Dr. Vincent T. McDermott, Sr., the first president of Our Lady of Lourdes medical staff, spent the majority of his 74 years at the call of others. He was, as his daughter Mimi Keeley described him, a man who loved “his faith, his family, and the people of Camden that he served so humbly.”
Born in Pennsylvania in 1900, Dr. McDermott was 2 years old when his family moved to South Camden. He commuted via ferry to St. Joseph’s Prep and College and then to Jefferson Medical College.
He received his medical degree in 1926, and was soon serving as the Camden Brewery doctor. (Located at Fillmore and Bulson streets, the brewery came under control of bootlegger Mickey Duffy during Prohibition, until he was murdered in 1931, according to a history of Camden on The Delaware Valley Rhythm & Blues Society, Inc. website, www.dvrbs.com. Dr. McDermott “had many stories to tell,” Keeley said of her father’s Prohibition years and other experiences.)
Dr. McDermott moved to Holy Name Parish in North Camden, into a building that became a home for his wife and four children, and a medical practice for patients. Today, the former site of Dr. McDermott’s home and practice is St. Luke Catholic Medical Services.
During World War II, Dr. McDermott served in the 61st Station Hospital in Africa and Italy. Upon his return, he began specializing in internal medicine and was the personal doctor for many priests in the Diocese of Camden, who were his friends.
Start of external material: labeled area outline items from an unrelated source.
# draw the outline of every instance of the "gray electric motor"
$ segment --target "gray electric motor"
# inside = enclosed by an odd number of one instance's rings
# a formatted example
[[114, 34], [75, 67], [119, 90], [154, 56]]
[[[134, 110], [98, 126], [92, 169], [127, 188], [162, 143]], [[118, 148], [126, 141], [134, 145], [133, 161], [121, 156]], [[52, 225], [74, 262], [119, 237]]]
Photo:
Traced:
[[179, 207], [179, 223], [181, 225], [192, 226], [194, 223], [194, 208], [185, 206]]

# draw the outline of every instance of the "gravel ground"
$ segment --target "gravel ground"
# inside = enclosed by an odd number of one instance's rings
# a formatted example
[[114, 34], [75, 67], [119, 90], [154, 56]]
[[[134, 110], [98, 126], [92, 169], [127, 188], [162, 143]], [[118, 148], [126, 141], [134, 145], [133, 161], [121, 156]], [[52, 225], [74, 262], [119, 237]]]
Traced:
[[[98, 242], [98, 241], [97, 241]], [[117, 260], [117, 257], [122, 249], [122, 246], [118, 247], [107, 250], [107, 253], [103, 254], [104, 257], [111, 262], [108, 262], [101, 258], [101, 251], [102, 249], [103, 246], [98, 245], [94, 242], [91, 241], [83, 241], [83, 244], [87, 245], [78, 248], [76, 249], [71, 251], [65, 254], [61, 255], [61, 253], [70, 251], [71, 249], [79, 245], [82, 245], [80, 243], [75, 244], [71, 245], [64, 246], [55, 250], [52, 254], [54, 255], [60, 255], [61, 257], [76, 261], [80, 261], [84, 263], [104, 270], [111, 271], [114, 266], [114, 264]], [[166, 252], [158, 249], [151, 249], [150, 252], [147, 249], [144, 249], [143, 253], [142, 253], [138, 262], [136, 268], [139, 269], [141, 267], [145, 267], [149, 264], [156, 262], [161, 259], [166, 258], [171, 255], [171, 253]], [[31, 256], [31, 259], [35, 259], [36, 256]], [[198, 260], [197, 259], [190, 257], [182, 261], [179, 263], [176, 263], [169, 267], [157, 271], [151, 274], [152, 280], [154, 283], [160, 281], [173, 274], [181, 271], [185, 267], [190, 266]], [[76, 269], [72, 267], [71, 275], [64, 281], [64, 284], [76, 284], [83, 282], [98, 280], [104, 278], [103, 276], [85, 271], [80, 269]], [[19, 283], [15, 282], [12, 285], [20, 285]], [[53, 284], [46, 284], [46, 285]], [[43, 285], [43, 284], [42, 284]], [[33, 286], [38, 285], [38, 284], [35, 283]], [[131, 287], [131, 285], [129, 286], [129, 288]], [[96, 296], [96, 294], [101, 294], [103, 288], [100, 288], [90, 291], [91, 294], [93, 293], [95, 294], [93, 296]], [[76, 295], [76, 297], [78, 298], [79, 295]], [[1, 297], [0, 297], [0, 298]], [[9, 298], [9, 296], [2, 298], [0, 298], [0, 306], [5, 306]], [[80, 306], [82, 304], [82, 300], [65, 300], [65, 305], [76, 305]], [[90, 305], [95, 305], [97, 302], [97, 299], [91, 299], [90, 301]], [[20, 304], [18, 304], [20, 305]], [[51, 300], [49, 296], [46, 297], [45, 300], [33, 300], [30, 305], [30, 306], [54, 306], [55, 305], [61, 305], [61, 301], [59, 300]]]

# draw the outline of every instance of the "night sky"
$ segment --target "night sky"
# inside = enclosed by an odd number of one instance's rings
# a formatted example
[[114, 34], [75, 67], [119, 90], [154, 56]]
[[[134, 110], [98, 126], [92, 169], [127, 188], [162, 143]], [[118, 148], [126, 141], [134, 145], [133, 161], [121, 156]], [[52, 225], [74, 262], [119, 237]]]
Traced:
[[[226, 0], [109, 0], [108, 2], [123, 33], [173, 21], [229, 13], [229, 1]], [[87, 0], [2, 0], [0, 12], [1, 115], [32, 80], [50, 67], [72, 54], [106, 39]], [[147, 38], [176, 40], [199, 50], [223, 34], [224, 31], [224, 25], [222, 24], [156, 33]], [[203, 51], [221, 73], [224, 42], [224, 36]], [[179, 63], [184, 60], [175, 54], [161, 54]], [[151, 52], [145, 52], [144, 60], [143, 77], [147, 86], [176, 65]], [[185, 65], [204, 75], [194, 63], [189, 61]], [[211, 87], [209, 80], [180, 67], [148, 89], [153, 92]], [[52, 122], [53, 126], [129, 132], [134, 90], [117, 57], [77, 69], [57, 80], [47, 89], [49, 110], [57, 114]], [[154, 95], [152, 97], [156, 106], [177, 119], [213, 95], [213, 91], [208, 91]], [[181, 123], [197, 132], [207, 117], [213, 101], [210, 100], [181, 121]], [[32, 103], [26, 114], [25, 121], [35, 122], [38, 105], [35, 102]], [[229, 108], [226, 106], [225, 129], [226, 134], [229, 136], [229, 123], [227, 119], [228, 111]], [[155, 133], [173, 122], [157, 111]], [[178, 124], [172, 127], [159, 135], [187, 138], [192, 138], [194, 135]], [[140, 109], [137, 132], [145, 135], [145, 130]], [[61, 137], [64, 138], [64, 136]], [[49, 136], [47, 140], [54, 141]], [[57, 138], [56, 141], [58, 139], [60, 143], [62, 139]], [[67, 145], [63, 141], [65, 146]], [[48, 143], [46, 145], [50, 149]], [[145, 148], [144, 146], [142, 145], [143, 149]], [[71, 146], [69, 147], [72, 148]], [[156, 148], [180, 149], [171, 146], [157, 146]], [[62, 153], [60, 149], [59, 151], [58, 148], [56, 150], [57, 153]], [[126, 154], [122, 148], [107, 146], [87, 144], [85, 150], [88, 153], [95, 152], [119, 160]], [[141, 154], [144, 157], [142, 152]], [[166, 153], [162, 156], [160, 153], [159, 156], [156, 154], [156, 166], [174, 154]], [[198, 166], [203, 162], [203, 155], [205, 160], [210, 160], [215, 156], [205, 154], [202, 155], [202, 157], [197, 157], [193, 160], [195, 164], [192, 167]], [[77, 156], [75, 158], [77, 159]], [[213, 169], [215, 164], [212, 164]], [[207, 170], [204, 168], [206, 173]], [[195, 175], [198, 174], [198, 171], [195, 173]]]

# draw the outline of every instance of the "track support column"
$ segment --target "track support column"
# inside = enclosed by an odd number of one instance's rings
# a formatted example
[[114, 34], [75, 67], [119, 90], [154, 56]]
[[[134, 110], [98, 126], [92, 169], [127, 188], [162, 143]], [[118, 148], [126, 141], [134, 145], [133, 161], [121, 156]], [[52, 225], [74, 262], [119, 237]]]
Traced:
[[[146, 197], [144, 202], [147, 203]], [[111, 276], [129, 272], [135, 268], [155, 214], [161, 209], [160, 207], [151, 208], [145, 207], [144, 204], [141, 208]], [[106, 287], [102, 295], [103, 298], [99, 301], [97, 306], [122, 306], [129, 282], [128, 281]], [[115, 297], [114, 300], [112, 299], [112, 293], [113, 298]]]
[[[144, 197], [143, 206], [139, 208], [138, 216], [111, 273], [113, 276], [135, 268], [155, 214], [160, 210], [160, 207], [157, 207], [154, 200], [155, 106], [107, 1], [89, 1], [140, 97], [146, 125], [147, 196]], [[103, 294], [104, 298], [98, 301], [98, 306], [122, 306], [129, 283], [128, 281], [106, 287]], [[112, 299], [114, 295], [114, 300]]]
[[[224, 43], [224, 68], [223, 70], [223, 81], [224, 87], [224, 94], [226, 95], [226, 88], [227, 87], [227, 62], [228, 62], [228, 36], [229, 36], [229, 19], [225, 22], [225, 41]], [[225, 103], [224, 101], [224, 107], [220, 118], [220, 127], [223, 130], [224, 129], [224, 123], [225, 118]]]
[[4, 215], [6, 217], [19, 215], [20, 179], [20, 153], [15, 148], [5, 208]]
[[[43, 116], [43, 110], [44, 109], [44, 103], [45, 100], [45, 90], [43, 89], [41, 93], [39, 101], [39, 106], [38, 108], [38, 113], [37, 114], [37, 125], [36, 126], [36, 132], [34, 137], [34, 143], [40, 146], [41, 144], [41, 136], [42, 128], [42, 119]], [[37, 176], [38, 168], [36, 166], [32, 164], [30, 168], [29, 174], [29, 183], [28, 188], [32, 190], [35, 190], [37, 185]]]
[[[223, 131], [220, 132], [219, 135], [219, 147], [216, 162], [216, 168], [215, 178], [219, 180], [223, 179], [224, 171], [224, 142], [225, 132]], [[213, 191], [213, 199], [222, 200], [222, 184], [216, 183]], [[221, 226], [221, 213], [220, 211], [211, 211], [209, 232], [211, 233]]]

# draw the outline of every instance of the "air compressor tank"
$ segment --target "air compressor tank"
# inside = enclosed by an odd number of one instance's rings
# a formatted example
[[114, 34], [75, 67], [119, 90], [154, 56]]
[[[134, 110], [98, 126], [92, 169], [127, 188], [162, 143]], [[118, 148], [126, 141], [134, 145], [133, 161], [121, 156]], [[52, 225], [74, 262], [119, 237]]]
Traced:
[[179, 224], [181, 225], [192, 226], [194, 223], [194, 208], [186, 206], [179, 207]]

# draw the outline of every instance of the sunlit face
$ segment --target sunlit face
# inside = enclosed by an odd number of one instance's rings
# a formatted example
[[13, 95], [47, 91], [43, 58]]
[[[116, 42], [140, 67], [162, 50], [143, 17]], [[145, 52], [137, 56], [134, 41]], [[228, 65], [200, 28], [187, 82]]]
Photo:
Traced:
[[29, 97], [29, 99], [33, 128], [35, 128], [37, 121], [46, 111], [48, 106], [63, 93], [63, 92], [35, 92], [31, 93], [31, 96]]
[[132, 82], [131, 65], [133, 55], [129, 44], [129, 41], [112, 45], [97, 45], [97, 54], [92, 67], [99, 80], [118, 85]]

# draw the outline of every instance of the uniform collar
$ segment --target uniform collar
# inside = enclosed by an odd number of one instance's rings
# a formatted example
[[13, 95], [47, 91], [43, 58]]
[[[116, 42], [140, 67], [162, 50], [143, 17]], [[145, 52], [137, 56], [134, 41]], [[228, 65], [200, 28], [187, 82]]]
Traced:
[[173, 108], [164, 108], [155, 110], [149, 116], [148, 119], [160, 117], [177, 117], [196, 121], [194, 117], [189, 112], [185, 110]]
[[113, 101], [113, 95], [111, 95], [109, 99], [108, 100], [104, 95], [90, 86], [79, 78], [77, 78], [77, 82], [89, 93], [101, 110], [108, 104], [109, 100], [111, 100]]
In 1950, he became the first chief of staff of Our Lady of Lourdes Hospital. An annual award to a graduate of Lourdes’ School of Nursing bears his name: The Vincent T. McDermott Award for Excellence in Medical Nursing. He was class agent for his Jefferson class of ‘26 for 45 years.
Dr. McDermott was a Knight of St. Gregory, a pontifical order of chivalry bestowed by the pope on individuals for their service to the church.
Along with his family, work and faith, Dr. McDermott also enjoyed the outdoors, especially gardening, fishing and boating. His first boat that he built, “E Hyphen M,” was named after his beloved wife, Ella Maria. He also constructed a boat with one of his closest friends, the late Msgr. George Sharkey, that was named “Anne,” after the priest’s mother.
In July 1974, Dr. McDermott died at the age of 74. In addition to his daughter, his survivors include his son, Dr. Vincent T. McDermott, Jr. who served as president of Our Lady of Lourdes medical staff in 1982, Msgr. Robert McDermott, pastor of St. Joseph Pro-Cathedral in Camden, and his great-nephew.
Msgr. McDermott called his great-uncle an “iconic” man, who was well-respected by all who knew him. “He accomplished a great deal, without show,” Msgr. McDermott said.